QuickStart

Welcome to Vaibify. If you already have Docker/Colima installed, then it will only take five minutes to install it, open the dashboard, and have a Docker container ready for your first analysis.

1. Install

You need Python 3.9 or later and Docker (or Colima on macOS) running on your machine. If Docker is not installed, see the longer install guide for platform-specific instructions; otherwise:

pip install vaibify
vaibify

Run vaibify with no arguments in any directory to start the hub — a local web server on http://127.0.0.1:8050 — in your web browser.

Vaibify landing page

You should see the Vaibify logo, the tagline, and an empty Containers list. No projects yet — let’s create one.

2. Create your first container

Click the + icon next to Containers. Two choices appear:

  • Add Existing — point at a folder that already has a vaibify.yml (someone else’s project, or one of yours from another machine).

  • Create New — start a new project from a template.

Click Create New. The setup wizard opens.

Setup wizard, step 1

The wizard walks you through eight steps. None of them require anything beyond clicks and short text answers; every step has a ? button that explains what the field controls.

Step

What you do

Default

1. Project Directory

Choose a folder on your host (e.g. ~/src/my-analysis). Vaibify writes vaibify.yml here.

2. Template

Pick sandbox for a clean room, toolkit for developing several libraries side-by-side, or workflow for a reproducible analysis with predefined steps.

sandbox

3. Project Name

The container name. Lowercase letters, digits, and hyphens.

folder name

4. Python Version

Vaibify supports 3.9 through 3.14.

3.12

5. Repositories

Git URLs to clone into the container at startup. Skip if you have none yet.

6. Features & Authentication

Toggle Jupyter, R, Julia, LaTeX, Claude Code, and GitHub authentication.

LaTeX on

7. Packages

Extra apt or pip packages on top of the template.

8. Summary

Review the choices and create!

Click Create on the summary step.

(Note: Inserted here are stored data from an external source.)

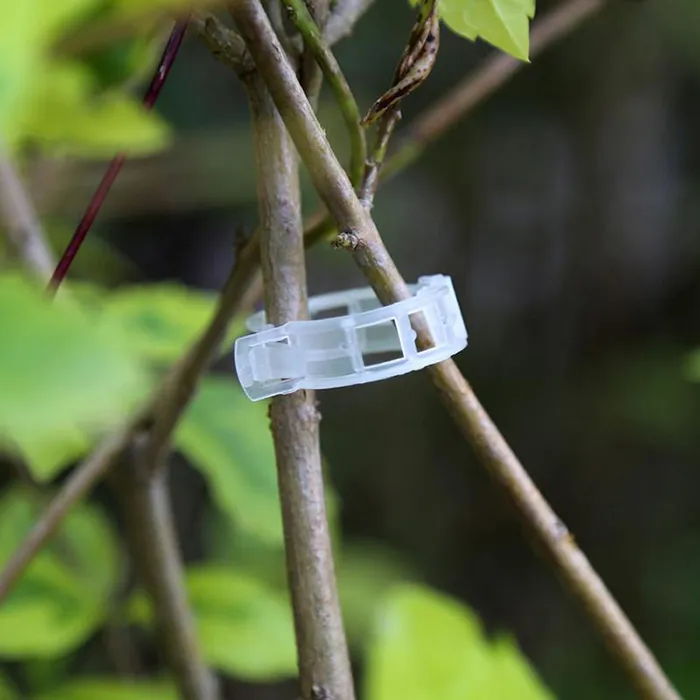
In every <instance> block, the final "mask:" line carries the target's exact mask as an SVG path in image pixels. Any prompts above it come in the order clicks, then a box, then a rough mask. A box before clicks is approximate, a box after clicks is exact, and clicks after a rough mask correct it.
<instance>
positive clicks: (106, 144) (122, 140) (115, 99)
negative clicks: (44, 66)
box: [15, 61, 170, 158]
mask: <svg viewBox="0 0 700 700" xmlns="http://www.w3.org/2000/svg"><path fill="white" fill-rule="evenodd" d="M169 137H170V132H169V129H168V127H167V125H166V124H165V122H163V120H162V119H160V117H158V116H157V114H155V113H153V112H147V111H146V109H145V108H144V107H143V106H142V105H141V103H140V102H139V101H138V100H137V99H136V98H135V97H132V96H130V95H128V94H126V93H122V92H118V91H116V90H115V91H107V92H104V93H101V94H98V92H97V89H96V85H95V80H94V78H93V76H91V74H90V71H89V70H88V69H87V68H86V67H85V66H82V65H80V64H78V63H75V62H68V61H59V62H54V63H53V64H52V65H51V66H47V67H46V68H45V69H44V70H42V71H40V73H39V74H38V76H37V77H36V79H35V81H34V86H33V91H32V94H31V97H30V99H29V100H28V104H27V107H26V109H25V110H24V113H23V116H22V118H21V119H20V120H19V121H18V123H17V125H16V134H15V140H20V139H22V140H25V141H32V142H36V143H38V144H39V145H41V146H43V147H45V148H48V149H51V150H54V151H59V152H61V153H62V154H68V155H72V156H83V157H84V156H91V157H104V158H109V157H111V156H113V155H114V153H115V152H116V151H120V150H124V151H126V152H128V153H129V154H130V155H145V154H150V153H153V152H154V151H157V150H160V149H162V148H163V147H164V146H166V145H167V144H168V142H169Z"/></svg>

Vaibify builds the Docker image in the background. First builds take five to fifteen minutes depending on which features you enabled and your network speed; subsequent rebuilds are much faster because Docker caches the layers.

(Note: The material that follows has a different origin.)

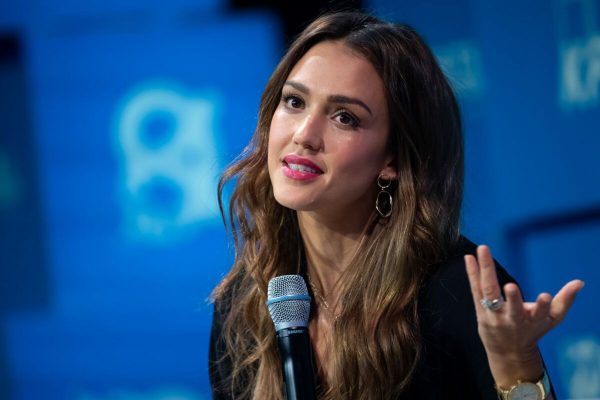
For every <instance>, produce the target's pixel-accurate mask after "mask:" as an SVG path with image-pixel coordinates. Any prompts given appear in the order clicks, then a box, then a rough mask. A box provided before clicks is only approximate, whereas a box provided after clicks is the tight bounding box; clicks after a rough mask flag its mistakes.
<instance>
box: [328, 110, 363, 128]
mask: <svg viewBox="0 0 600 400" xmlns="http://www.w3.org/2000/svg"><path fill="white" fill-rule="evenodd" d="M334 118H335V120H336V121H338V122H339V123H340V124H342V125H344V126H348V127H351V128H353V129H356V128H358V127H359V126H360V120H359V119H358V118H356V117H355V116H354V115H353V114H352V113H350V112H349V111H346V110H340V111H338V112H337V113H336V114H335V115H334Z"/></svg>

When the build finishes, the wizard closes and the dashboard opens.

Container dashboard

You are now inside the container’s dashboard. The toolbar shows the container name and (for workflow projects) the active workflow. The left panel shows pipeline steps. The right side has tabs for the container’s repositories, an embedded terminal, a sync panel for GitHub/Overleaf/Zenodo, and a figure viewer.

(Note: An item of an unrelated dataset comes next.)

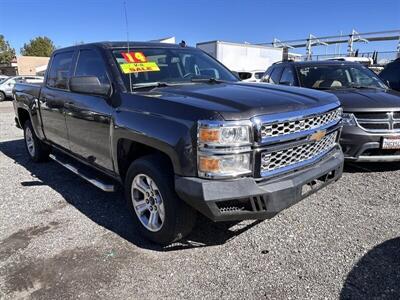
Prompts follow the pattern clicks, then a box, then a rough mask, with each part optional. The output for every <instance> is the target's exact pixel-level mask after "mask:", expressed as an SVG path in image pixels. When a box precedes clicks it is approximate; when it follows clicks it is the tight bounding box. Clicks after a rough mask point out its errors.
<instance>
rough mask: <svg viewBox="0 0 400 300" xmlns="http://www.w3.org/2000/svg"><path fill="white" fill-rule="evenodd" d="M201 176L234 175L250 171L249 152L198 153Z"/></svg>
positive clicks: (231, 175)
mask: <svg viewBox="0 0 400 300" xmlns="http://www.w3.org/2000/svg"><path fill="white" fill-rule="evenodd" d="M198 168H199V175H200V176H201V177H234V176H238V175H244V174H248V173H250V172H251V162H250V153H241V154H232V155H220V156H210V155H203V154H200V155H199V158H198Z"/></svg>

Click in the terminal section to activate it and access a shell session inside the container. Whatever you do here — installing a package, running a script, launching Claude Code with claude — is sealed inside the container. Your home directory, your SSH keys, and the rest of your filesystem are not visible to anything in there.

You have your first Vaibify container.

3. Where to next

The dashboard is the everyday workspace; the rest of the docs go deeper.

  • The three templates: sandbox, toolkit, workflow — which one to pick and how they differ. Sandbox is a clean room. Toolkit is for developing several peer libraries together. Workflow is for reproducible multi-step analyses where each step’s output gets inspected and signed off.

  • The dashboard tour — every panel in the running container’s UI: pipeline status dots, the repos panel, the embedded terminal, the figure viewer, and the verification state machine that records which step outputs you have looked at.

  • Security model — what Vaibify protects against (escaped code, leaked credentials, host filesystem access) and what it does not. Worth reading before you let any agent write code in your container.

  • Configuration reference — every field in vaibify.yml, container.conf, and workflow.json. You almost never need to hand-edit these; the wizard writes them for you.

  • Connecting external services — how to push to GitHub, sync with Overleaf, and archive a result on Zenodo from inside a container. Credentials are resolved from your host’s keychain at request time and never persisted in the container.

  • Agent action catalog — the named operations an AI coding agent inside the container can ask the dashboard to perform on its behalf, and the verification each one triggers.

  • Command line interface - Vaibify comes with an full command line interface to access your container from a shell running on your host. Push and pull files from the container, access the container terminal from a host terminal (i.e., outside of the vaibify web application), and scripting are all available.

If something goes wrong — Docker not running, port collision, a build that hangs — the long-form install guide has the platform-specific troubleshooting.